The Weekender: A Cottage Journal

Description

238 pages
$26.00
ISBN 0-670-06429-7
DDC 796.5'09713'16

Year

2005

Contributor

Illustrations by Jason Schneider

Julie Rekai Rickerd is a Toronto-based broadcaster and public-relations
consultant.

Review

The Weekender is a compendium of the author/journalist’s many classic
columns and essays about the glories of the Canadian outdoors and his
great love for cottaging. They have appeared in such publications as
Cottage Life magazine, the Ottawa Citizen, the Globe and Mail, and the
National Post and illustrate MacGregor’s best writings “about the
place I love most in all the world”: his family cottage on the edge of
Ontario’s Algonquin Park. The book also contains inserts from the
daily journal the author began about his cottage adventures on
“Saturday, July 23, 1983.”

There are chapters such as “Opening Up” and the inevitable
“locals-versus-tourists” dichotomy, interspersed with the seemingly
mundane but cottage-essential logs of daily weather conditions,
temperatures, and insect population quotient. A wonderful chapter titled
“The Art of Puttering” includes the author’s list of “must-do
things”: “have breakfast on the deck,” “paddle before the wind
comes up,” “join kids in swinging off rope,” and “have second
cup of coffee.” This “art” is not on his wife’s agenda. She is
“a project manager ... who must have something concrete (sometimes
literally) to do at the cottage or else there is no point in being
there.”

The MacGregors share a perfect division of labour. “She builds the
steps, replaces the deck, puts up the shed, hammers together the
docks,” while he putters and remains fascinated by and grateful for
“this profound difference in cottage personalities.” Unlike many
Ontario cottagers, the MacGregors use their cottage year-round and avail
themselves of the magic of snow all around and a glistening, frozen
lake. All four seasons evoke different enthusiasms.
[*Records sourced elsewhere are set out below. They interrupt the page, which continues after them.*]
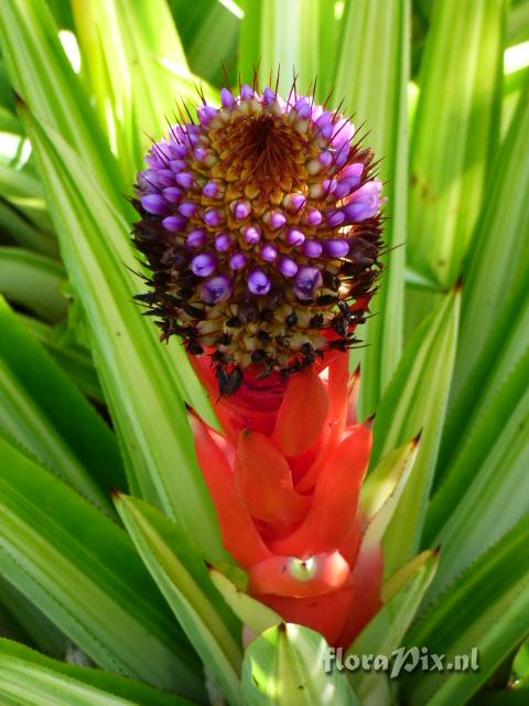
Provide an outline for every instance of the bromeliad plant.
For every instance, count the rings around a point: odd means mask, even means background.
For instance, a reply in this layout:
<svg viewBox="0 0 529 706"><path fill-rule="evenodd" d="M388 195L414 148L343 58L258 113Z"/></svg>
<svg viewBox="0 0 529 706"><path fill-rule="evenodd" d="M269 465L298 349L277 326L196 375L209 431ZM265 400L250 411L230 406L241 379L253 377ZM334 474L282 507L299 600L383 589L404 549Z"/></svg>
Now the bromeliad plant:
<svg viewBox="0 0 529 706"><path fill-rule="evenodd" d="M0 700L525 703L527 2L195 4L0 4Z"/></svg>

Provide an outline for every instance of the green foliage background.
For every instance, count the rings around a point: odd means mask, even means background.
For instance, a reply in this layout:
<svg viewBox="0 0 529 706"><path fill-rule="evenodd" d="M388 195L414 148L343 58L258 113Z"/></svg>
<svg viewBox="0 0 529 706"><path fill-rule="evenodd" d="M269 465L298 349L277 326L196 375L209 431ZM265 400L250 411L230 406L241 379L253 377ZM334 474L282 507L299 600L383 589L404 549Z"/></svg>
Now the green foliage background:
<svg viewBox="0 0 529 706"><path fill-rule="evenodd" d="M526 704L528 0L3 0L0 46L1 703ZM478 672L326 676L319 635L235 589L184 402L214 411L132 304L126 200L222 62L231 85L317 76L382 158L387 270L353 363L366 503L397 490L353 649L476 645Z"/></svg>

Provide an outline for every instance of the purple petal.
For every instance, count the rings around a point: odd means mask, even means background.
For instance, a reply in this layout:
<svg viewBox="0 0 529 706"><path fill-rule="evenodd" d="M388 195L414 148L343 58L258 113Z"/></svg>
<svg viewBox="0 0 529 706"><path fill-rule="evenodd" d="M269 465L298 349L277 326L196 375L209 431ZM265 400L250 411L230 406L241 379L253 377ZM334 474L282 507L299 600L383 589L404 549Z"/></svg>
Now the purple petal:
<svg viewBox="0 0 529 706"><path fill-rule="evenodd" d="M225 253L226 250L229 250L230 247L231 238L227 233L219 233L217 236L215 236L216 250L218 250L219 253Z"/></svg>
<svg viewBox="0 0 529 706"><path fill-rule="evenodd" d="M179 186L182 186L182 189L190 189L191 186L193 186L193 175L190 174L190 172L180 172L180 174L176 174L176 183L179 184Z"/></svg>
<svg viewBox="0 0 529 706"><path fill-rule="evenodd" d="M228 88L220 88L220 104L224 108L229 108L235 104L235 96Z"/></svg>
<svg viewBox="0 0 529 706"><path fill-rule="evenodd" d="M217 301L225 301L231 293L231 282L226 275L218 275L207 279L201 288L203 301L214 304Z"/></svg>
<svg viewBox="0 0 529 706"><path fill-rule="evenodd" d="M186 244L190 247L202 247L207 243L207 231L206 228L195 228L192 231L186 239Z"/></svg>
<svg viewBox="0 0 529 706"><path fill-rule="evenodd" d="M186 218L191 218L195 215L198 204L193 201L184 201L179 206L179 213L181 213Z"/></svg>
<svg viewBox="0 0 529 706"><path fill-rule="evenodd" d="M217 181L209 180L202 190L202 193L208 199L216 199L220 193L220 186Z"/></svg>
<svg viewBox="0 0 529 706"><path fill-rule="evenodd" d="M267 260L267 263L273 263L273 260L278 257L278 250L271 243L266 243L261 246L259 255L263 260Z"/></svg>
<svg viewBox="0 0 529 706"><path fill-rule="evenodd" d="M327 257L345 257L349 252L349 244L341 239L324 240L323 252Z"/></svg>
<svg viewBox="0 0 529 706"><path fill-rule="evenodd" d="M216 208L206 208L204 213L204 223L209 226L220 225L222 216L220 213Z"/></svg>
<svg viewBox="0 0 529 706"><path fill-rule="evenodd" d="M141 205L149 213L155 213L156 215L163 215L168 212L168 202L160 194L148 194L141 197Z"/></svg>
<svg viewBox="0 0 529 706"><path fill-rule="evenodd" d="M237 221L244 221L251 213L251 205L248 203L248 201L237 201L230 204L230 206Z"/></svg>
<svg viewBox="0 0 529 706"><path fill-rule="evenodd" d="M298 271L298 265L291 257L283 255L279 258L278 269L283 277L293 277Z"/></svg>
<svg viewBox="0 0 529 706"><path fill-rule="evenodd" d="M182 231L182 228L185 226L186 223L187 223L186 218L179 215L168 216L162 221L163 227L166 228L168 231Z"/></svg>
<svg viewBox="0 0 529 706"><path fill-rule="evenodd" d="M242 229L242 234L249 245L255 245L261 239L261 232L253 225L247 225L246 228Z"/></svg>
<svg viewBox="0 0 529 706"><path fill-rule="evenodd" d="M229 258L229 266L231 269L242 269L246 266L247 257L244 253L235 253Z"/></svg>
<svg viewBox="0 0 529 706"><path fill-rule="evenodd" d="M319 240L305 240L303 243L303 255L306 257L320 257L322 254L323 247Z"/></svg>
<svg viewBox="0 0 529 706"><path fill-rule="evenodd" d="M303 223L306 225L316 226L323 221L323 216L317 208L307 208L303 214Z"/></svg>
<svg viewBox="0 0 529 706"><path fill-rule="evenodd" d="M215 255L212 253L195 255L191 260L190 267L197 277L208 277L216 267Z"/></svg>
<svg viewBox="0 0 529 706"><path fill-rule="evenodd" d="M300 245L303 245L304 242L305 242L305 236L301 231L298 231L296 228L290 228L289 234L287 236L287 243L289 245L299 247Z"/></svg>
<svg viewBox="0 0 529 706"><path fill-rule="evenodd" d="M300 299L312 299L314 290L322 284L322 275L316 267L300 267L294 281L294 293Z"/></svg>
<svg viewBox="0 0 529 706"><path fill-rule="evenodd" d="M182 196L182 190L176 189L176 186L168 186L163 190L163 197L166 199L170 203L177 203L180 197Z"/></svg>
<svg viewBox="0 0 529 706"><path fill-rule="evenodd" d="M270 278L262 269L255 269L248 276L248 289L252 295L266 295L270 291Z"/></svg>

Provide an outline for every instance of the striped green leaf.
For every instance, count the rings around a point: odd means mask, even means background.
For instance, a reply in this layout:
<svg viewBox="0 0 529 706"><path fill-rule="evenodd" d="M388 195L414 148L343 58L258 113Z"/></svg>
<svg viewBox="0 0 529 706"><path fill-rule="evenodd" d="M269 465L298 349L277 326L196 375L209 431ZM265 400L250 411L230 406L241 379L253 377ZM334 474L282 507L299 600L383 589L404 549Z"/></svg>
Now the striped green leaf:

MacGregor’s journalistic skills and his obvious love for and
commitment to his family cottage and “the Canadian cottage
experience” make this book a delightful read. It may well become the
Canadian cottager’s bible—a bedside-table book to savour during
cottage season and a book to lift the spirits (during the bleak months
between cottage closings and their spring reopenings) of those
unfortunates whose cottages are not winterized.